Seminar Gonzalo Garcia-Donato, Universidad de Castilla-La Mancha, Spain

Gonzalo Garcia-Donato, Department of Economy and Finance, Universidad de Castilla-La Mancha, Spain

"Criteria for Bayesian model choice and implications on the n<<p problem"

Wednesday, 26/10/2016, 15:00
Postgraduate Studies Building, Evelpidon & Lefkados str, room 601, 6th floor

In model choice several statistical models are postulated as legitimate explanations for a response variable and this uncertainty is to be propagated in the inferential process. The type of questions one is aimed to answer is assorted ranging from e.g. identifying the `true’ model to produce more reliable estimates that takes into account this extra source of variability. Particular important problems of model choice are hypothesis testing, model averaging and variable selection. The Bayesian paradigm provides a conceptually simple and unified solution to the model selection problem: the posterior probabilities of the competing models. This is also named the posterior distribution over the model space and is a simple function of Bayes factors.
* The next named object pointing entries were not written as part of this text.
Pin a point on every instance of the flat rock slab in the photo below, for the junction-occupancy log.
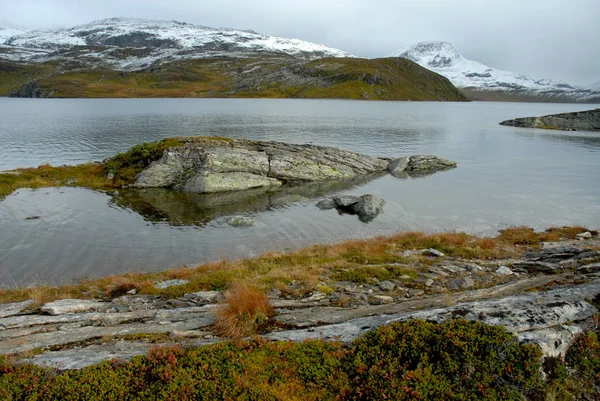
(549, 319)
(64, 306)
(582, 120)
(14, 308)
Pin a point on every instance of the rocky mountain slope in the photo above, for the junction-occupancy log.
(258, 76)
(139, 58)
(482, 82)
(133, 44)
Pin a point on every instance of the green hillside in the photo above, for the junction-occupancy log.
(264, 77)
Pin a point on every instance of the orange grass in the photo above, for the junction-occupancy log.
(310, 268)
(244, 310)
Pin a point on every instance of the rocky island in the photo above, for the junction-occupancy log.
(578, 121)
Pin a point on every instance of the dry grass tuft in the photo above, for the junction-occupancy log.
(243, 312)
(519, 236)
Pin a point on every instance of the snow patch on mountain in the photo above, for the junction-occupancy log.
(6, 33)
(443, 58)
(154, 41)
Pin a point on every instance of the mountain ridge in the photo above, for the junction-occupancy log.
(483, 82)
(133, 44)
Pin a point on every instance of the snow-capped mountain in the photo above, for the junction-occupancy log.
(149, 41)
(480, 80)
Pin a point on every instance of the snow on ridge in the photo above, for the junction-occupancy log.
(132, 32)
(443, 58)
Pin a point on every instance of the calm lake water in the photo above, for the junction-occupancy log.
(505, 176)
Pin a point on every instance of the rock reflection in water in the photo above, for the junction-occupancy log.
(179, 208)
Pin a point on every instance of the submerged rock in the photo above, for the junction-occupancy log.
(588, 120)
(209, 165)
(206, 165)
(366, 207)
(240, 221)
(418, 166)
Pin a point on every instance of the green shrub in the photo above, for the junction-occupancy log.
(457, 360)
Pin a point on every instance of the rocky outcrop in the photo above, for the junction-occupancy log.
(578, 121)
(210, 165)
(366, 207)
(419, 166)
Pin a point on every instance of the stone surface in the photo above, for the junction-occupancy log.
(65, 306)
(548, 319)
(14, 308)
(420, 165)
(504, 271)
(326, 204)
(368, 207)
(586, 234)
(582, 120)
(207, 165)
(240, 221)
(345, 200)
(386, 285)
(169, 283)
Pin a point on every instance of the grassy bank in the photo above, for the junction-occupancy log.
(222, 77)
(416, 360)
(312, 269)
(114, 173)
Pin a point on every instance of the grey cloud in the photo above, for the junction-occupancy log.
(555, 39)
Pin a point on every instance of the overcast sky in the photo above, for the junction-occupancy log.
(556, 39)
Answering any question of interest just reduces to summarizing properly this posterior distribution.
Unfortunately, the posterior distribution may depend dramatically on the prior inputs and unlike estimation problems (where model is fixed) such sensitivity does not vanish with large sample sizes. Additionally, it is well known that standard solutions like improper or vague priors cannot be used in general as they result in arbitrary Bayes factors. Bayarri et al (2012) propose tackling these difficulties basing the assignment of prior distributions in objective contexts on a number of sensible statistical. This approach takes a step beyond a way of analyzing the problem that Jeffreys inaugurated fifty years ago.
In this talk the criteria is presented with emphasis on those aspects who serve to characterize features of the priors that, until today, have been popularly used without a formal justification. Originally the criteria were accompanied with an application to variable selection in regression models and here we see how they can be useful to tackle other important scenarios. In particular the high dimensional setting with n<<p is analyzed under this perspective and the advantages of the proposed solution over the available methods is presented.